In this round-up we take a look at three examples of Intel’s new processors and chipsets from Supermicro, HP and Dell but first we delve deeper into EM64T as it adds a number of significant features that AMD will be hard-pushed to match. Codenamed ‘Nocona’, the new Xeon processors are available in speeds ranging from 2.8GHz up to 3.6GHz and all support the new 800MHz front side bus (FSB). The pin package hasn’t changed but internally these chips use the 90nm Prescott core with additional 64bit instruction sets. The processors no longer use L3 cache but have had L2 cache increased to 1MB. There’s no indication whether L3 cache will be used in later versions but we understand that the L2 cache will be increased to 2MB in 2005. Cooling will need to be good as the larger L2 cache makes these chips run a lot hotter.

Three new chipsets are available with the workstation market looked after by the E7525 ‘Tumwater’. The server market gets the other two with the E7520 ‘Lindenhurst’ handling dual processing performance and volume server applications, while the E7320 ‘Lindenhurst-VS’ with its reduced features is aimed at low-cost dual-processing server platforms.
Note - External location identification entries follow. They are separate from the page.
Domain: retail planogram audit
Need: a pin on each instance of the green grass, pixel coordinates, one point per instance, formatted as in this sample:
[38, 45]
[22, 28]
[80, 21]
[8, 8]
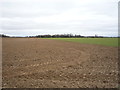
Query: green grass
[99, 41]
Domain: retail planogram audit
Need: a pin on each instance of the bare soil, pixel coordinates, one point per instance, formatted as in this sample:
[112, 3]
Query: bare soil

All three chipsets support both DDR and DDR2 memory but both types cannot be mixed on the same motherboard as the key slots are in different positions. At present prices are substantially higher for DDR2 with it costing around 45 per cent more. The current PC3200 DDR2 modules don’t offer any significant performance benefits but whereas DDR technology is end of life, using DDR2 modules will get you onto the future proofing ladder. As faster modules appear, demand will inevitably bring prices down with parity expected by mid-2005. DDR2 uses an FBGA (fine ball grid array) packaging which allows chip densities to be increased as the memory chips are much smaller. Cooling demands are also lower as DDR2 only requires 1.8v of power as opposed to DDR’s 2.5v.

PCI Express is Intel’s other weapon and each chipset has a different implementation. The E7525 provides an x16 interface aimed purely at graphics applications whereas the E7520 supports three x8 configurable PCI Express interfaces, two PCI-X segments, dual Gigabit Ethernet interfaces and the Dobson I/O processor. Networking is a key focus of Lindenhurst as the bandwidth available with PCI Express can support 10-Gigabit Ethernet and Infiniband. For the E7320 support is reduced to a single configurable x8 PCI Express interface split into two x4 PCI Express interfaces supporting dual Gigabit Ethernet, a pair of PCI-X segments and a single x4 PCI Express slot.
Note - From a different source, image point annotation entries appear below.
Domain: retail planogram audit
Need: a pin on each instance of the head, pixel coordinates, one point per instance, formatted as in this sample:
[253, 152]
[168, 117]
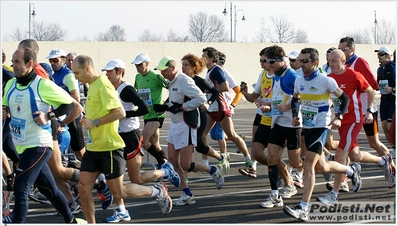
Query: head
[83, 68]
[275, 55]
[263, 59]
[167, 67]
[192, 65]
[29, 43]
[69, 59]
[347, 45]
[115, 70]
[309, 60]
[141, 63]
[337, 61]
[210, 55]
[384, 55]
[293, 60]
[328, 52]
[57, 59]
[221, 59]
[23, 61]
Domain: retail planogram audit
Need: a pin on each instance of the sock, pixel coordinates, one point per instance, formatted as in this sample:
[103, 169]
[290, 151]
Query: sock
[275, 193]
[350, 171]
[152, 150]
[382, 162]
[187, 191]
[121, 208]
[213, 169]
[304, 206]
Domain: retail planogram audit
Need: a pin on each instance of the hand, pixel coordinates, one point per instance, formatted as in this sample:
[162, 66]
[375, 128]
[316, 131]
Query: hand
[175, 108]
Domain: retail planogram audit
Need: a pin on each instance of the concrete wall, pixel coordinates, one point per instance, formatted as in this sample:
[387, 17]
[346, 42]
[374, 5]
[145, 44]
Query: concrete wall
[242, 58]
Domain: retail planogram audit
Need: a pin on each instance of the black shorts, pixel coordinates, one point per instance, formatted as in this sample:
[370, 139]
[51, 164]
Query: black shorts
[257, 120]
[160, 120]
[110, 163]
[280, 134]
[133, 142]
[262, 135]
[315, 139]
[372, 128]
[76, 135]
One point to remember with Intel is its processing roadmap will almost certainly converge on one solution – Itanium. As with AMD’s solution the new Xeon processors and chipsets are merely a first step in the inevitable move to 64bit computing. When it will finally happen is anyone’s guess, but happen it will and for the moment Intel looks a serious alternative to AMD for companies starting out on the migration path.